David Skinner in Humanities:
To change the world is the dream of many an ambitious figure, but what about those who want to unchange it? Who dream of the old order that existed before the 1960s, or before World War I, or before the French Revolution?
Mark Lilla is a professor of humanities at Columbia University and a contributor to the New York Review of Books.
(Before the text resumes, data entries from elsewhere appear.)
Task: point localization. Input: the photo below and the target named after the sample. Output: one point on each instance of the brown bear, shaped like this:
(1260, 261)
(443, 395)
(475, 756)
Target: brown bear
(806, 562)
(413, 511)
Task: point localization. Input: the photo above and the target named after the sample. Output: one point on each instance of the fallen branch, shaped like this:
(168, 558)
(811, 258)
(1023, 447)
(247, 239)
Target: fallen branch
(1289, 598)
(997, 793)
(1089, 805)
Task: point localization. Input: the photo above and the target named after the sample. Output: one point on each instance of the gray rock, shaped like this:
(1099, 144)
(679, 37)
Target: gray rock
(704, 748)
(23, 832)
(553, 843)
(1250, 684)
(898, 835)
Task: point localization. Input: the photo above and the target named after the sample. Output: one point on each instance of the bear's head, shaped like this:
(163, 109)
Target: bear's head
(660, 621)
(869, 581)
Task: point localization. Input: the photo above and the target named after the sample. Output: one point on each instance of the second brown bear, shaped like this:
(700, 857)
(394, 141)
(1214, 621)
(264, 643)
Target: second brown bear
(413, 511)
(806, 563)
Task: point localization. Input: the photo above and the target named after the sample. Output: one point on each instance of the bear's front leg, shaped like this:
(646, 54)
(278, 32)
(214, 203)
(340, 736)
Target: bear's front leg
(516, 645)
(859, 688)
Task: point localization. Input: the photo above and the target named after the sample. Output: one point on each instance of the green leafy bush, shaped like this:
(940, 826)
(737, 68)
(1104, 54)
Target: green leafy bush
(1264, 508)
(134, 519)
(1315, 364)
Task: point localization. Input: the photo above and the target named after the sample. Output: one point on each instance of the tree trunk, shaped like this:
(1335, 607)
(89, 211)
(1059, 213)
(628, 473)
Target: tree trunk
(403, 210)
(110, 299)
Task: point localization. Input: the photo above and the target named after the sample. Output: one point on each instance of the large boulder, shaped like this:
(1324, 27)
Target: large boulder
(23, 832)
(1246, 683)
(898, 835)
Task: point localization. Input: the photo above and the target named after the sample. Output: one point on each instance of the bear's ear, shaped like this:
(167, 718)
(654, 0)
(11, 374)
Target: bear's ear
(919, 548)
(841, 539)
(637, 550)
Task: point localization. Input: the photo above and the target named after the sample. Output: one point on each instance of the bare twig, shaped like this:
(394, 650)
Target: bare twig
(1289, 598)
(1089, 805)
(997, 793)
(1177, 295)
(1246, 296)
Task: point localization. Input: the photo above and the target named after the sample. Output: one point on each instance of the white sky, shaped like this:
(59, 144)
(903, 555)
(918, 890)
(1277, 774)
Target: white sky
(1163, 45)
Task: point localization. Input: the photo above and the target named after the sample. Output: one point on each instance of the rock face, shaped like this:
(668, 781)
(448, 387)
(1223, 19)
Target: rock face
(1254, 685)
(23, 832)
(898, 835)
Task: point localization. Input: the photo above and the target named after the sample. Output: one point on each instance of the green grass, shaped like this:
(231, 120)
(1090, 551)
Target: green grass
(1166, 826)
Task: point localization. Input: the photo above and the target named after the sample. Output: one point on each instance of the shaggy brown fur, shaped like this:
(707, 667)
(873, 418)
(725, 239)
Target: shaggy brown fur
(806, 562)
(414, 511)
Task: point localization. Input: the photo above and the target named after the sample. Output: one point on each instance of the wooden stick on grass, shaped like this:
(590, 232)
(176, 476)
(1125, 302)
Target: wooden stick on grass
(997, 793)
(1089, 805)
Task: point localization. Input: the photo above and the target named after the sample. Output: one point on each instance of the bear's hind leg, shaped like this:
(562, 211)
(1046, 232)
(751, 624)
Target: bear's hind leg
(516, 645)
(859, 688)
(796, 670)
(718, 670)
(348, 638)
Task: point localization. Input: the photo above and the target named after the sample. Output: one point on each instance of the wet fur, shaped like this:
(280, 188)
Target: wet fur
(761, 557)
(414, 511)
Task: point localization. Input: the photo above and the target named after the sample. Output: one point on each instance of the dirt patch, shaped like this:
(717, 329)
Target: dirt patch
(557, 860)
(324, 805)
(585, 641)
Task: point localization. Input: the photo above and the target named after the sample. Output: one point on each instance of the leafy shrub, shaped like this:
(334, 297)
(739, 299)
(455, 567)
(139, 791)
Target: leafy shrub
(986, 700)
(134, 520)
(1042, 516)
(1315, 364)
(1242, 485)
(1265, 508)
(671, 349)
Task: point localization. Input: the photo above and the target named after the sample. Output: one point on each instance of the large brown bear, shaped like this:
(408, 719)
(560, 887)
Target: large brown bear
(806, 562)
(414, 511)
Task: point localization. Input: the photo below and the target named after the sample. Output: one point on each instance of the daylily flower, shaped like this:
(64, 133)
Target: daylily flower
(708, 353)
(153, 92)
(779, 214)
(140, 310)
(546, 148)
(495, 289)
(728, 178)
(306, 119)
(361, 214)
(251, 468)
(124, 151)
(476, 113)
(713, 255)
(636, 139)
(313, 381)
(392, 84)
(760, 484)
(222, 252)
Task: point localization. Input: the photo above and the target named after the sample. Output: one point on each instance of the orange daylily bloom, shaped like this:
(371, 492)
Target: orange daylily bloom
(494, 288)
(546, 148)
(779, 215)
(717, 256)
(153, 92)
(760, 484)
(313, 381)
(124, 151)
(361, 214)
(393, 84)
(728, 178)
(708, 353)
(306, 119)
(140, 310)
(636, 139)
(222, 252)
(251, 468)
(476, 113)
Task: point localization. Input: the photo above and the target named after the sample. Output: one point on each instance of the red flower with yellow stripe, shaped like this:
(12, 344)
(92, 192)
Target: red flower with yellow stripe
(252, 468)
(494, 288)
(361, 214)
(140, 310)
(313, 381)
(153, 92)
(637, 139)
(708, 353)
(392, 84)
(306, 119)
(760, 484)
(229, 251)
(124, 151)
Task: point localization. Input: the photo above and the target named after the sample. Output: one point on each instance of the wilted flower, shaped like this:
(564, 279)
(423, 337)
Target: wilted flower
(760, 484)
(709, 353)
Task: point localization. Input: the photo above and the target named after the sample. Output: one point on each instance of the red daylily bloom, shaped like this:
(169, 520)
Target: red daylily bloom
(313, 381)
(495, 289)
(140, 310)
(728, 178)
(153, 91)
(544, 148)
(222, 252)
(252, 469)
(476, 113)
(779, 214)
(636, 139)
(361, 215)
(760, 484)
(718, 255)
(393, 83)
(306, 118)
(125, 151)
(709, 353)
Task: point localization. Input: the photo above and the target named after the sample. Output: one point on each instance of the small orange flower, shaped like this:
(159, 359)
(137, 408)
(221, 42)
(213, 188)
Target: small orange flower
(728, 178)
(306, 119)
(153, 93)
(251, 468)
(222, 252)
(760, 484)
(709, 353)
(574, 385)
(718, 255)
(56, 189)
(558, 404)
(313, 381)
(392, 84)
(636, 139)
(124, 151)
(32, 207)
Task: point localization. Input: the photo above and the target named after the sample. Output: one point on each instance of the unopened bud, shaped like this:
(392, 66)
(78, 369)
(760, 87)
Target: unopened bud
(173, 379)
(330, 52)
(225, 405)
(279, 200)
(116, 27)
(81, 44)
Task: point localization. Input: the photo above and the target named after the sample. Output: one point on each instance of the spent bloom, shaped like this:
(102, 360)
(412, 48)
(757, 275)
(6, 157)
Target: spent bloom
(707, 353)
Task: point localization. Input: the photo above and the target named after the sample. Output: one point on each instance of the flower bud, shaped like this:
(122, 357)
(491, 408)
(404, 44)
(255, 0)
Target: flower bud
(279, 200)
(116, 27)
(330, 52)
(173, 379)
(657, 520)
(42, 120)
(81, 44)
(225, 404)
In his new collection of essays, The Shipwrecked Mind: On Political Reaction, he explores the lives and ideas of sundry reactionaries for whom the last revolution “marked the end of a glorious journey, not the beginning of one.” His gallery of backward-looking thinkers stretches from the German-Jewish thinker Franz Rosenzweig to the émigré philosophers Leo Strauss and Eric Voegelin, and all the way to the political Islamists who dream of restoring a caliphate.
In 1992, Lilla received a grant from NEH to support translations of postwar political theory in France for a book he edited called New French Thought. His interest in continental philosophy and the modern era has also resulted in books on Giambattista Vico and the place of the religious imagination in contemporary politics. This fall New York Review Books reissued a prequel to the current volume called The Reckless Mind: Intellectuals in Politics, which is about the dangerous relationship between politics and philosophy as evidenced in the lives of Martin Heidegger, Carl Schmitt, and others.
Recently, HUMANITIES emailed Lilla several questions and he emailed us back several answers.
HUMANITIES: What is the shipwrecked mind? Why is it shipwrecked?
MARK LILLA: One of the most common metaphors for history, and for time itself, is that of a river. Time flows, history has currents, etc. While thinking about this image, it occurred to me that some people believe that time carries us along and all we can do is passively experience the ride. Think of cyclical theories of history or even cosmology: The world runs its course, is destroyed, and is then reborn to travel the cycle again.
Other people, though, have a catastrophic conception of history: The river flows but it may not be heading in the right direction. It might flow into a channel full of shoals or rocks, where a ship can run aground or be shattered. This, I think, is the picture of history that reactionaries have.